To make a long story short, I started answering online quizzes, like the “Aspie Quiz” that was created for self-evaluation of Asperger’s syndrome and several others, to see if I could fit within the autism spectrum. I was not even remotely close in any of them. I also spoke to a couple of psychologists and clinical social workers that knew me pretty well and they said it would be highly unlikely for me to be diagnoses with autism or the BAP. So… my qualities and challenges don’t have that label.

The fact is that autism is a spectrum and there is a grey area where it is difficult to differentiate, for example, between being gifted, hyperlexic, autistic and several other diagnoses. And, anyway, talking about “normality”—who on Earth is “normal”? We all have “something.” If you’re not autistic, that doesn’t mean you cannot be obsessive, neurotic, depressive… so, are you “neurotypical”?  Andrew Main didn’t agree with the division of “neurotypical”—which was coined by autistic advocates, and “autistic” and proposed “allistic” in jest:

“Allism is a debilitating neurological condition which adversely affects emotional stability, sensory perception, self-awareness, attention, and many other areas of mental function.”
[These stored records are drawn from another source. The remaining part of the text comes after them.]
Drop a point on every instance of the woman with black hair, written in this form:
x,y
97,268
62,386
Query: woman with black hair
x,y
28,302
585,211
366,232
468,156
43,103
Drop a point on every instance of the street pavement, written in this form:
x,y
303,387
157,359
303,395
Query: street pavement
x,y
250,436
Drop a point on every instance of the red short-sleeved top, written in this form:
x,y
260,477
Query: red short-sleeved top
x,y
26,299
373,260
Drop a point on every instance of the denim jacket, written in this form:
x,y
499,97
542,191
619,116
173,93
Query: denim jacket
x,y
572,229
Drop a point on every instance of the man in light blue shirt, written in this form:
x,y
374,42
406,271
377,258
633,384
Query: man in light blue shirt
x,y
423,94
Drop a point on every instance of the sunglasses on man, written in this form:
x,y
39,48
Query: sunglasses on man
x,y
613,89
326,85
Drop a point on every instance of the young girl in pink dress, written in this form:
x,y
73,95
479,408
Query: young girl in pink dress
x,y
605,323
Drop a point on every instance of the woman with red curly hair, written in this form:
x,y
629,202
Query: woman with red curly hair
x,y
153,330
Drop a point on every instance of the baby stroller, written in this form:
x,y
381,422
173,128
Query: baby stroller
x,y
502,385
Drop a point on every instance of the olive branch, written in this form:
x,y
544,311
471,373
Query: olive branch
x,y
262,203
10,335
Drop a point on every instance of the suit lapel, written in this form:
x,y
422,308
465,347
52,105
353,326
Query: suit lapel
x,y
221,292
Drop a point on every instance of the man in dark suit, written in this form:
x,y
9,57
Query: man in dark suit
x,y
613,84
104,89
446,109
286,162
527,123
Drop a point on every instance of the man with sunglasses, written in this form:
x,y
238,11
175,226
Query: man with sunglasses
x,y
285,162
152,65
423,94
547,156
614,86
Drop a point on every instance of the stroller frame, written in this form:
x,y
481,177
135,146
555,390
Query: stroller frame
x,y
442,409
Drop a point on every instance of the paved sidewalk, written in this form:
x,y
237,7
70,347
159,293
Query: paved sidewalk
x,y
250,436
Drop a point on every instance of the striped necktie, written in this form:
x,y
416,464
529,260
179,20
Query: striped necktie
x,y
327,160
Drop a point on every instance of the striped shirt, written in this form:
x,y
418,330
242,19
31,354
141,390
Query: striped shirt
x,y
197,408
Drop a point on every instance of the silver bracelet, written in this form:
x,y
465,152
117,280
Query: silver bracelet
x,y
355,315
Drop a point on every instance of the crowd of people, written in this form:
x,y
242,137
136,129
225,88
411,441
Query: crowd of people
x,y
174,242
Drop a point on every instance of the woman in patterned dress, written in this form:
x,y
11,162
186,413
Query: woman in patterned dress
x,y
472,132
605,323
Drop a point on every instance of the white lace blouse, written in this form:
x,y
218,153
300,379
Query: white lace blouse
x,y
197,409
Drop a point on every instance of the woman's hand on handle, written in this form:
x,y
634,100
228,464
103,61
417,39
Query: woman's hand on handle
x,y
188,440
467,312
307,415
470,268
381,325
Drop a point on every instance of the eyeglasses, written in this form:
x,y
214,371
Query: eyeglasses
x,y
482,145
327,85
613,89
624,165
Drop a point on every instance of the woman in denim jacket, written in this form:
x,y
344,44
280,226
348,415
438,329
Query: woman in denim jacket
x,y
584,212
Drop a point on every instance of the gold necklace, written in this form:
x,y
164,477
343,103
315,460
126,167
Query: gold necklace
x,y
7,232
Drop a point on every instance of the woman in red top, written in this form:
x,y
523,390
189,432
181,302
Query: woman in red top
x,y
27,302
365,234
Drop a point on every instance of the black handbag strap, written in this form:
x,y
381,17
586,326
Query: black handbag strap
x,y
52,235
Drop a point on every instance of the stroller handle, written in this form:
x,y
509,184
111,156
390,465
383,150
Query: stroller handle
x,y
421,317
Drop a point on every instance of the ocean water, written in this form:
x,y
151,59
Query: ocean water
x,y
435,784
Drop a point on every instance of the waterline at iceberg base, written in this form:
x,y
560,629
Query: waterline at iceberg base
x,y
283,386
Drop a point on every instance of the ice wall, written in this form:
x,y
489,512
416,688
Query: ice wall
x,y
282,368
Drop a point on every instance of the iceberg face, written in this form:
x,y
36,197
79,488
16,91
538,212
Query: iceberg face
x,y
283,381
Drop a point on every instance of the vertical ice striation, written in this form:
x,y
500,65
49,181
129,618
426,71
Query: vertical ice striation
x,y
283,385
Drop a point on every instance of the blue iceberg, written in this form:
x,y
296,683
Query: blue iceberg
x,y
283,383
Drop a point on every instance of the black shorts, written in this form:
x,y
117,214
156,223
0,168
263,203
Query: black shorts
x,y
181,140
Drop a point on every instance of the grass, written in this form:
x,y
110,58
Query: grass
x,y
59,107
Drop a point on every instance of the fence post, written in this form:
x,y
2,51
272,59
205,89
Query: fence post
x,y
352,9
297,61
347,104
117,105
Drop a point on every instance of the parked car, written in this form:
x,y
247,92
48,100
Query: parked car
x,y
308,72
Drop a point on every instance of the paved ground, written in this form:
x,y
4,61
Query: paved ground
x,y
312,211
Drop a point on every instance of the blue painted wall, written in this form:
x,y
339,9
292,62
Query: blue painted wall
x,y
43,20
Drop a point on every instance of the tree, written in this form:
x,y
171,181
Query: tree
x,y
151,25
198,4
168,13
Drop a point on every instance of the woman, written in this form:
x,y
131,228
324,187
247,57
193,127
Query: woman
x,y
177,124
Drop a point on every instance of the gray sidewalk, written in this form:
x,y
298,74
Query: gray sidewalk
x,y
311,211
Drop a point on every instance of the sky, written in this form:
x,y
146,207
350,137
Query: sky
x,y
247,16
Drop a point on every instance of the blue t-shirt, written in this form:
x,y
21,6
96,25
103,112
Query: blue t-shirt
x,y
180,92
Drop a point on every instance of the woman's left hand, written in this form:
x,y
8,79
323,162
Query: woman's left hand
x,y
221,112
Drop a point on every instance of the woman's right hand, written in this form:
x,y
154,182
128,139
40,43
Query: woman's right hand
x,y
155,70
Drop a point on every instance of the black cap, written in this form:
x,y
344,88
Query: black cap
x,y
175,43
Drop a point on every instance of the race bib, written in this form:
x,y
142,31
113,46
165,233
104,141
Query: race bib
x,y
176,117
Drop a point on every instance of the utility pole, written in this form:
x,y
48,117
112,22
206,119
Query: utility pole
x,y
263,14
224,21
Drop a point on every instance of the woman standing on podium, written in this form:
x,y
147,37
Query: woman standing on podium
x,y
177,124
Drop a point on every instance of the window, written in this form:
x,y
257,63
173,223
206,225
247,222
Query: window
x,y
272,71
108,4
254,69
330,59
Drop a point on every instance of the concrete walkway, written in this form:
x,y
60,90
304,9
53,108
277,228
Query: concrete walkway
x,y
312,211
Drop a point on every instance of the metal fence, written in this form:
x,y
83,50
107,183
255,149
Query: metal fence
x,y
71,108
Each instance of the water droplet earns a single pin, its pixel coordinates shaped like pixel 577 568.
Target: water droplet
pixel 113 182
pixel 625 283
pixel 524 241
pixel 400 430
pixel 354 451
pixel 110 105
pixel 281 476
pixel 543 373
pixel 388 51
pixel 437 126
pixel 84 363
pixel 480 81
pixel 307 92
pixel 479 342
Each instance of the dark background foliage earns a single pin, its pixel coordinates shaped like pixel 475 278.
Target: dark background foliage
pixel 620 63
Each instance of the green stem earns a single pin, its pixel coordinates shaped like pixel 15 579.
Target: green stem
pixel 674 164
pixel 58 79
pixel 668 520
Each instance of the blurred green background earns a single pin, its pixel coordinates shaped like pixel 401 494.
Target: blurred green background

Main explains the meaning of the word “allistic”:

“The word “allism”, invented for this article, is intended to precisely complement “autism”. It is based on the Greek word “allos”, meaning “other”,  just as “autos” (in “autism”) means “self”.”

Going back to my initial point, although I’m not autistic, I don’t think anybody would say I’m the most “normal” person in the world… I hesitate to call myself “neurotypical.” And you? How “normal” are you?